I have reviewed the Guest Commentary that appeared in the April 21 edition of the Tucson Weekly.
The issue is relatively simple: Early retirees of Pima County—those who were eligible and could afford to do so—want to continue to receive significantly subsidized medical insurance paid for by taxpayers, as well as, unfortunately, subsidized by our active (non-retired) employees. This is neither appropriate nor fair.
With economic circumstances being what they are today, I see no reason why taxpayers should continue to subsidize those former county employees who retired before the Medicare-eligible age of 65. These pre-Medicare-age early retirees use health-care services twice as much as our active employees, drive premium rates higher and, consequently, cost the taxpayers and active employees more. They have a medical-insurance plan designed specifically for them. It is offered by the state retirement systems.
We have provided to these retirees and everyone who requested it the actuarial data and information upon which their rates would be based. It is available and can be easily accessed on the Pima County webpage at www.pima.gov.
We contract with UnitedHealthcare (UHC) for medical insurance because UHC provides insurance services for our employees at the best value and the most reasonable cost.
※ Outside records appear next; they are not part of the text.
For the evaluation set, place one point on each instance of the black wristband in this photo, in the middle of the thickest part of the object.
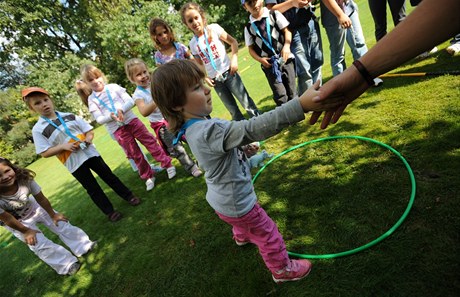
(364, 73)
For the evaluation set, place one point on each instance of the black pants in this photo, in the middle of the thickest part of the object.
(379, 14)
(285, 90)
(86, 178)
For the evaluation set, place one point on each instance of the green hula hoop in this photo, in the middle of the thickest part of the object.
(381, 237)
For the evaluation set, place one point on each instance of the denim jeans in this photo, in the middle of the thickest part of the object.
(231, 85)
(337, 36)
(379, 14)
(456, 39)
(307, 48)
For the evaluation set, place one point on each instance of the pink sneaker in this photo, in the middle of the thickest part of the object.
(298, 269)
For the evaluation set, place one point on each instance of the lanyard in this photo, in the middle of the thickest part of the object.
(110, 100)
(66, 129)
(176, 46)
(268, 42)
(183, 128)
(143, 89)
(208, 52)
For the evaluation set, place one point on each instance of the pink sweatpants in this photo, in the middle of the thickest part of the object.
(258, 228)
(126, 136)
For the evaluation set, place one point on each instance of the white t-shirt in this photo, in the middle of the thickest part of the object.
(46, 135)
(144, 94)
(219, 54)
(101, 111)
(21, 204)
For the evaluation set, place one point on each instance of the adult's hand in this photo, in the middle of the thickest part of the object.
(349, 85)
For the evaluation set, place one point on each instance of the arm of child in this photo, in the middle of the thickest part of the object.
(57, 149)
(286, 5)
(286, 51)
(342, 18)
(145, 109)
(46, 205)
(29, 234)
(262, 60)
(89, 136)
(227, 38)
(200, 63)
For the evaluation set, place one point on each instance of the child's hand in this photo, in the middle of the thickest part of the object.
(286, 52)
(265, 62)
(30, 236)
(70, 146)
(251, 149)
(59, 217)
(306, 100)
(300, 3)
(234, 65)
(209, 81)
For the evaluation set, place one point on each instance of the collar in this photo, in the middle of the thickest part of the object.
(265, 14)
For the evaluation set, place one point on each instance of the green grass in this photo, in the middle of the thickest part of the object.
(326, 197)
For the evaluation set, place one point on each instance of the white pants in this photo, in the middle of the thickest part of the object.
(56, 256)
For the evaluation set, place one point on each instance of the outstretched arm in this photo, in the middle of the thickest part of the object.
(431, 23)
(29, 234)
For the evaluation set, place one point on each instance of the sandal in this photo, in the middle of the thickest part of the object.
(115, 216)
(134, 201)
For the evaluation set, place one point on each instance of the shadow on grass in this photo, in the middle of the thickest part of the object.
(325, 198)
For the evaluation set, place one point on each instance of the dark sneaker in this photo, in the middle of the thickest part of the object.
(74, 268)
(297, 269)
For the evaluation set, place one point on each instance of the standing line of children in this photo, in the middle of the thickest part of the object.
(269, 43)
(138, 74)
(70, 139)
(111, 105)
(23, 205)
(207, 46)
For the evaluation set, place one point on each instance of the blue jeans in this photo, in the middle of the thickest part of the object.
(337, 36)
(456, 39)
(379, 14)
(307, 48)
(231, 85)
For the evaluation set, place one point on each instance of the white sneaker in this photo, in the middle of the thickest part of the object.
(377, 82)
(453, 49)
(196, 172)
(171, 172)
(427, 54)
(149, 184)
(156, 168)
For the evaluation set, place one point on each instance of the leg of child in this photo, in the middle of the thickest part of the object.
(98, 165)
(126, 137)
(288, 75)
(56, 256)
(237, 88)
(178, 151)
(86, 178)
(336, 38)
(258, 228)
(75, 238)
(278, 89)
(141, 133)
(228, 100)
(355, 37)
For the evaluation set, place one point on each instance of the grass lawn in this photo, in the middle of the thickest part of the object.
(326, 197)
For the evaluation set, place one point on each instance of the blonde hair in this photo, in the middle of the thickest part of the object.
(157, 22)
(89, 72)
(27, 98)
(169, 89)
(131, 65)
(22, 174)
(195, 6)
(83, 90)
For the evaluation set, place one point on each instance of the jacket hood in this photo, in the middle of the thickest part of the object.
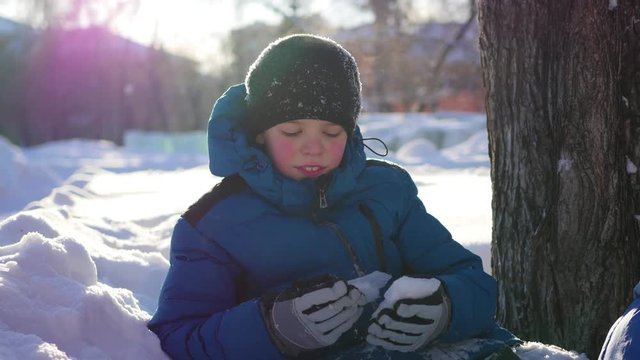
(230, 152)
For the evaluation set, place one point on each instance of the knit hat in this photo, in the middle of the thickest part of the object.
(302, 77)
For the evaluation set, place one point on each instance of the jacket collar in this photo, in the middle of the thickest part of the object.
(231, 153)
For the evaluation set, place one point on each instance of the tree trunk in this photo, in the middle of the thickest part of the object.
(565, 246)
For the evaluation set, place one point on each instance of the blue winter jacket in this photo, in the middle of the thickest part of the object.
(236, 245)
(623, 339)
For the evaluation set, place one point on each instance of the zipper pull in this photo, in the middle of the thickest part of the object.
(322, 198)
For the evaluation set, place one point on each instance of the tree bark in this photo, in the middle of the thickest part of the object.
(565, 246)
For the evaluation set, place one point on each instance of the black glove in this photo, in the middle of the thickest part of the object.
(312, 314)
(414, 313)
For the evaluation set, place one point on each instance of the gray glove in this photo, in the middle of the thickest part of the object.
(312, 315)
(414, 313)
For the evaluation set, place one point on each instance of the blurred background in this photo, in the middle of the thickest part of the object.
(98, 68)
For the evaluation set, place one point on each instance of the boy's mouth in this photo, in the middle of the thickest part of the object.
(311, 170)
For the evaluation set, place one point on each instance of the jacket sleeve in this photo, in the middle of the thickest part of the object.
(428, 249)
(198, 315)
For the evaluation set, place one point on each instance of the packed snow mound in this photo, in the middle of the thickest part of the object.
(20, 180)
(50, 295)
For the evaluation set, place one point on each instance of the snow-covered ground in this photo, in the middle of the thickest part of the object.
(85, 227)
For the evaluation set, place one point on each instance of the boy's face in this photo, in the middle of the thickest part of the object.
(305, 148)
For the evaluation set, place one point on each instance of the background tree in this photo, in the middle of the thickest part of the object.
(562, 113)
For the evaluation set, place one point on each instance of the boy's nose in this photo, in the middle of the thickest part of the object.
(312, 146)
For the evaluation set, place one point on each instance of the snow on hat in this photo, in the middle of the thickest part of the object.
(302, 76)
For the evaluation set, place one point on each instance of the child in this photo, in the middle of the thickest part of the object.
(623, 339)
(273, 262)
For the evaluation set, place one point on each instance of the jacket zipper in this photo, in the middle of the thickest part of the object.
(348, 248)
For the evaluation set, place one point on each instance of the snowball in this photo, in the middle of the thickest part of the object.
(371, 284)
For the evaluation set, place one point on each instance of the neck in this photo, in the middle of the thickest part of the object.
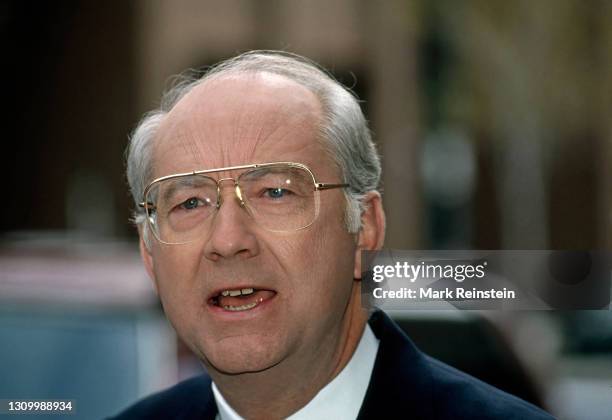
(285, 388)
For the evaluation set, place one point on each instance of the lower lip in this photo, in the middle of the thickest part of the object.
(218, 311)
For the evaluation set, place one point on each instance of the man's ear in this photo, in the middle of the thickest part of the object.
(371, 236)
(147, 260)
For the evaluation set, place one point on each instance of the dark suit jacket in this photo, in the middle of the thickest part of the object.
(405, 383)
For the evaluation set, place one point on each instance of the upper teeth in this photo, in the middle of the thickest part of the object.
(237, 292)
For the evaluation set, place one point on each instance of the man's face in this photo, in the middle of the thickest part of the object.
(304, 278)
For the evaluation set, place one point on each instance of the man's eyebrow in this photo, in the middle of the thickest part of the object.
(190, 181)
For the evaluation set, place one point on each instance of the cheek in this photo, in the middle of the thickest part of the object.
(322, 267)
(176, 271)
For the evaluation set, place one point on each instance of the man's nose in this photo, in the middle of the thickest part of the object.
(231, 233)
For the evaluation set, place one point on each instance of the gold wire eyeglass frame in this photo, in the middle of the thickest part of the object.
(150, 207)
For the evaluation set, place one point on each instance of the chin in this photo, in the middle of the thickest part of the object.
(237, 355)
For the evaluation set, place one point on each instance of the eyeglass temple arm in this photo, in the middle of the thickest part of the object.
(327, 186)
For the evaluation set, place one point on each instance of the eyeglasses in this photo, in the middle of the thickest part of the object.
(279, 196)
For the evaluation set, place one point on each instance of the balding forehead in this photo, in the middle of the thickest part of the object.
(239, 113)
(229, 91)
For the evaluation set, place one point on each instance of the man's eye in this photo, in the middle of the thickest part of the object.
(192, 203)
(277, 192)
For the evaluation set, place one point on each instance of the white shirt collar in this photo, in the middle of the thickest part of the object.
(341, 398)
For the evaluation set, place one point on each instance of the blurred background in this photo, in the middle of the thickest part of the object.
(494, 123)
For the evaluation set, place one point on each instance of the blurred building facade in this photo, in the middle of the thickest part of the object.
(493, 119)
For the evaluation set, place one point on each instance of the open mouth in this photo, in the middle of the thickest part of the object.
(241, 299)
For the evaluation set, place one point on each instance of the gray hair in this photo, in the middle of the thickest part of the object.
(344, 129)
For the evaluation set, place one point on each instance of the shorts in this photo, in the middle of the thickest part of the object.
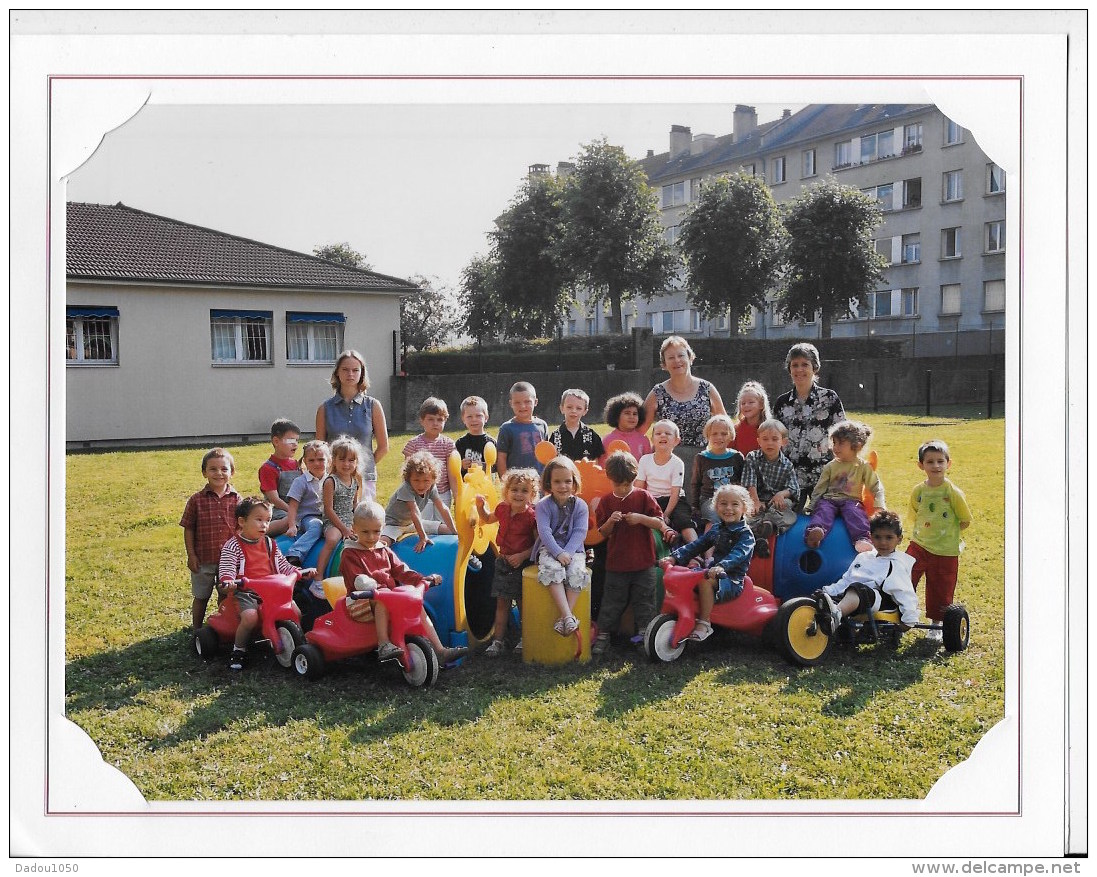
(204, 581)
(507, 581)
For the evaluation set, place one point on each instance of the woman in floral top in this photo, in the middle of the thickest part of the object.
(686, 401)
(809, 411)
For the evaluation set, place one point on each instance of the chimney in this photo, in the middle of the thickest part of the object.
(744, 122)
(680, 137)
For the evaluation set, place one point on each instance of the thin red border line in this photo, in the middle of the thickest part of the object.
(109, 813)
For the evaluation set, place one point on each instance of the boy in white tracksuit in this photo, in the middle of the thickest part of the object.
(872, 573)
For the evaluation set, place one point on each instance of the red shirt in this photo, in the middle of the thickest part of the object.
(213, 520)
(630, 547)
(517, 532)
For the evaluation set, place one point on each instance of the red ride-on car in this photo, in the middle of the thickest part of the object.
(279, 619)
(338, 636)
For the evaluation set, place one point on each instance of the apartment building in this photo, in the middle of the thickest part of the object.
(943, 228)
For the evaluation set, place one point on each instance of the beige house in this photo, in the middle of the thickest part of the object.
(181, 335)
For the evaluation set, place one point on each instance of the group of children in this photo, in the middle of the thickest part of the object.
(743, 492)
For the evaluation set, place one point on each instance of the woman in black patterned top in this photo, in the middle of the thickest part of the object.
(686, 401)
(807, 411)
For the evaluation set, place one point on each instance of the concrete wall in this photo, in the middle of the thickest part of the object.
(167, 391)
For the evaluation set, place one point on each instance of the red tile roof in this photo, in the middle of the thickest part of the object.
(121, 243)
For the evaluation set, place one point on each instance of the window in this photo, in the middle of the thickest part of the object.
(91, 335)
(240, 336)
(996, 236)
(779, 169)
(995, 180)
(912, 138)
(912, 248)
(952, 186)
(313, 337)
(994, 295)
(912, 193)
(807, 162)
(674, 194)
(950, 243)
(950, 299)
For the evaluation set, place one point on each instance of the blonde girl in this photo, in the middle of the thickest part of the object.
(562, 518)
(751, 409)
(340, 492)
(517, 533)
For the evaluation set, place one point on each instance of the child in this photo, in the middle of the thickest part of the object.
(625, 517)
(732, 543)
(340, 491)
(208, 521)
(940, 513)
(251, 553)
(751, 409)
(624, 413)
(562, 519)
(838, 490)
(517, 532)
(574, 438)
(432, 417)
(520, 435)
(366, 562)
(880, 570)
(472, 445)
(305, 518)
(416, 506)
(770, 479)
(716, 465)
(662, 474)
(278, 473)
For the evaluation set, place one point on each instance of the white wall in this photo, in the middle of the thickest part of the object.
(166, 388)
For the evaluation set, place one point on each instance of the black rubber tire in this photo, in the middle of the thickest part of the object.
(956, 628)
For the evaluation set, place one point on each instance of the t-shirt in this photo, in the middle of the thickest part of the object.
(519, 440)
(662, 479)
(630, 547)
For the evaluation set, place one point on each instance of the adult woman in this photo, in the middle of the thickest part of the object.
(809, 411)
(350, 412)
(689, 402)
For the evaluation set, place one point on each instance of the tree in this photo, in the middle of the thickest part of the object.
(732, 242)
(342, 254)
(428, 316)
(531, 285)
(613, 238)
(830, 259)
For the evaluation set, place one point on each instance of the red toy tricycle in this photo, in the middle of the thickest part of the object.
(337, 636)
(279, 619)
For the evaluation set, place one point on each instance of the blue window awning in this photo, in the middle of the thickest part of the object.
(298, 316)
(219, 313)
(101, 311)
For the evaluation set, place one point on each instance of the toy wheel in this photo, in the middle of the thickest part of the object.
(425, 666)
(307, 661)
(801, 639)
(658, 637)
(291, 638)
(956, 628)
(206, 642)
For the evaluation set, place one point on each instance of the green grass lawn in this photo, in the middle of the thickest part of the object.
(731, 719)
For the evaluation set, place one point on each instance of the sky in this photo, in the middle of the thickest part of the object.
(414, 187)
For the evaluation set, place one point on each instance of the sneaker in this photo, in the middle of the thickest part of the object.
(238, 659)
(388, 651)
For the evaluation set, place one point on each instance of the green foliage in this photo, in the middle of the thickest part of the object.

I recommended the Board of Supervisors discontinue allowing our pre-Medicare-age early retirees the option of buying into our active employee medical insurance plan.
The present cost to provide health insurance for our employees for fiscal year 2011/2012 will be $36.1 million, with employees paying $4.7 million, and taxpayers paying $31.4 million. To cover retirees would have cost an additional $9.1 million.
Early pre-Medicare age retirees have a plan designed specifically for them, available through the state retirement systems. It is unfair for them, in these difficult economic times, to continue to demand to be substantially subsidized by taxpayers and to shift their health-care costs to our active employees.